La tragedia della Seconda guerra mondiale, il fatidico 8 settembre 1943, la Repubblica Sociale, l’inferno dei campi di sterminio nazisti, il destino dei grandi e dei piccoli protagonisti di quegli eventi; tutto ciò si intreccia indissolubilmente con la vita di un soldato di fanteria, un uomo semplice, Antonio Morelli. La sua drammatica esperienza, dalle montagne dell’Epiro ai lager di Dachau e di Mauthausen, costituisce una testimonianza preziosa e inedita su uno dei momenti più cupi e sanguinosi della storia italiana ed europea del Novecento. Oggi Morelli, classe 1916, insignito nel 2014 della medaglia al valor civile, mantiene viva la memoria, a dispetto dei suoi 99 anni. Segno di vitalità fuori del comune, la stessa che gli ha consentito di sopravvivere ai lager, a cominciare da Dachau.
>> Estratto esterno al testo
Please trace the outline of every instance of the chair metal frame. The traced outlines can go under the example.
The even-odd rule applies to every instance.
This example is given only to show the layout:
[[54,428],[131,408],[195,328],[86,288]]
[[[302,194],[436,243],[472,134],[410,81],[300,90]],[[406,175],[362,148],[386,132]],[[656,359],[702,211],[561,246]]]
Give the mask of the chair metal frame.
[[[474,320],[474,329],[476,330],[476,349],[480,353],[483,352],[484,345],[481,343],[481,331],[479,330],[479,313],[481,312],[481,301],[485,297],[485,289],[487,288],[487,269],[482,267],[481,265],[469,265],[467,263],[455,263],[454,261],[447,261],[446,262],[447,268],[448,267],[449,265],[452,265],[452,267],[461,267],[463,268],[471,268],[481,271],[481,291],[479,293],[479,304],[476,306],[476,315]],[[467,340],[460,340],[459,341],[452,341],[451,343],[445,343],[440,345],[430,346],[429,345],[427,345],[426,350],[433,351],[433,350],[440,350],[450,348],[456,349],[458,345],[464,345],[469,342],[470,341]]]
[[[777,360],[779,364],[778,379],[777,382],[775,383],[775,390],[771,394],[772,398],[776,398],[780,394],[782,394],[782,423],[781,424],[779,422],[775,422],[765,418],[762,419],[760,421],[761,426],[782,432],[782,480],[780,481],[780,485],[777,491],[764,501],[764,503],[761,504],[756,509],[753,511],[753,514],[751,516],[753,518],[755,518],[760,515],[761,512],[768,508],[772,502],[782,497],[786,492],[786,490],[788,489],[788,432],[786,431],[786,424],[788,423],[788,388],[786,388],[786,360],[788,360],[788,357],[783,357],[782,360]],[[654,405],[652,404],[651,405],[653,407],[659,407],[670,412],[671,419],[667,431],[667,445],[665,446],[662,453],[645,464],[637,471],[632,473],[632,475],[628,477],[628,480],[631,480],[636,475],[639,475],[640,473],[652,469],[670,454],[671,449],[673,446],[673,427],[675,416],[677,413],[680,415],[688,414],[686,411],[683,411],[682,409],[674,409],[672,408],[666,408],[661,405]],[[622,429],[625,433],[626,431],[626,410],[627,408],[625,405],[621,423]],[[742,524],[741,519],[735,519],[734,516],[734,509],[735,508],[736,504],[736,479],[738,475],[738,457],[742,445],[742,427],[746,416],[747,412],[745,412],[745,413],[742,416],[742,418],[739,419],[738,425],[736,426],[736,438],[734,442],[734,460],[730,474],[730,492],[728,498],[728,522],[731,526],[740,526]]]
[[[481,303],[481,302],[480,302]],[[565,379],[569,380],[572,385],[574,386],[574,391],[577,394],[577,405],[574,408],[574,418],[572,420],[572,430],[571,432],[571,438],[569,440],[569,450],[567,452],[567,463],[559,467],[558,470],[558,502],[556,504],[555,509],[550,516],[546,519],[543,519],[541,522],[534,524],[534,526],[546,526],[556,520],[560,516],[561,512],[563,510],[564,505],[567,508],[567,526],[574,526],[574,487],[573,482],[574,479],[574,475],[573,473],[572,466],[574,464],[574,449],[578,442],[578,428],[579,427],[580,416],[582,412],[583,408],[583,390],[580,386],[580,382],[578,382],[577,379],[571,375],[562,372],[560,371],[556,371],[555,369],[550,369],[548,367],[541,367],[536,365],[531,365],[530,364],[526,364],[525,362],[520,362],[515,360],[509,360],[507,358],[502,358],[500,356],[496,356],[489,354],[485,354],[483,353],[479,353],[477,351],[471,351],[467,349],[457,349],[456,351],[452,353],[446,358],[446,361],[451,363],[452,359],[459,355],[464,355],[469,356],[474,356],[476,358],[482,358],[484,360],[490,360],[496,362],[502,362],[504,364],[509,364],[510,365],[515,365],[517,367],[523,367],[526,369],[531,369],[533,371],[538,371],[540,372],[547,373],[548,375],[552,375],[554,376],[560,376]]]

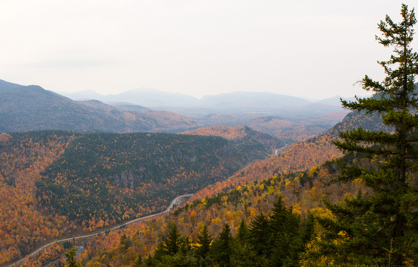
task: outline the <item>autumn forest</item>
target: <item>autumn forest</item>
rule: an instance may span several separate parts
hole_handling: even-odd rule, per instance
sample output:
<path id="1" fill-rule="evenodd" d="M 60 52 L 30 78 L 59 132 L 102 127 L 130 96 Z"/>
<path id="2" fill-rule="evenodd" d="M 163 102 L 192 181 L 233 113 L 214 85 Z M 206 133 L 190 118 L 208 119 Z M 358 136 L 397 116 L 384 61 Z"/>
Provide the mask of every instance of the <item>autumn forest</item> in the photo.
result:
<path id="1" fill-rule="evenodd" d="M 417 21 L 400 15 L 378 25 L 386 78 L 316 115 L 344 115 L 326 130 L 0 83 L 0 103 L 32 96 L 0 118 L 0 266 L 418 266 Z"/>

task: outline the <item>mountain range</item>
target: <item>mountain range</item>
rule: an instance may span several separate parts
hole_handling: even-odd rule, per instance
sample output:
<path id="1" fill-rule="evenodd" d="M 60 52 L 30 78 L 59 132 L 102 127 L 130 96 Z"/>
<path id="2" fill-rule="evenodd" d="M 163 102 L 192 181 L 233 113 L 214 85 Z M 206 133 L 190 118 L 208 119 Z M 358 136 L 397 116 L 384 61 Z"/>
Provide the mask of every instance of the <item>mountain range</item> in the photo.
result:
<path id="1" fill-rule="evenodd" d="M 163 92 L 155 89 L 141 87 L 128 90 L 117 95 L 101 95 L 89 90 L 72 93 L 56 92 L 74 100 L 95 99 L 104 102 L 125 102 L 145 107 L 300 107 L 313 103 L 341 107 L 340 98 L 336 95 L 317 101 L 269 92 L 237 91 L 216 95 L 204 96 L 199 99 L 187 95 Z M 354 97 L 344 98 L 354 100 Z"/>

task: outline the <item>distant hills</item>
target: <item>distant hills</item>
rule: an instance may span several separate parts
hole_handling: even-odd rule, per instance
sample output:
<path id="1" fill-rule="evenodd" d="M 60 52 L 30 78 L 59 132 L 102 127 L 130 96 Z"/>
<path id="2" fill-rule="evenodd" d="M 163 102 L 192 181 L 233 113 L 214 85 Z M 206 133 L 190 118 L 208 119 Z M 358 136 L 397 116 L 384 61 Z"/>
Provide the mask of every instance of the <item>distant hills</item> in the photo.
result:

I ricordi, pur lancinanti, li ha tirati fuori per Carmine Mastroianni, docente, saggista e a lungo collaboratore di Antonio Spinosa nella stesura di fortunate biografie Mondadori. I colloqui con Morelli, le ricerche negli archivi e il diario che egli tenne dal ’43 al ’45 per aggrapparsi alla vita hanno consentito a Mastroianni di firmare un mirabile volume, «Il fabbricatore di ali», che racconta non un eroe di guerra, ma uno dei tanti che la guerra stritolò. Un testimone della Storia vista dal basso, un soldato piccolo piccolo (anche materialmente, e quella sua statura gli consentiva, infilandosi al centro del gruppo, di evitare le nerbate dei kapò). Nota in prefazione Giordano Bruno Guerri che sono rari i libri come questo sui campi di sterminio vissuti non dagli ebrei ma dai prigionieri di guerra. La sua efficacia è anche nella scelta dell’Autore di far parlare Morelli in prima persona. Le pagine, pur senza enfasi, vibrano di palpiti. E volano come quelle ali di aerei che il fante schiavo delle SS costruiva nelle fabbriche della vergogna.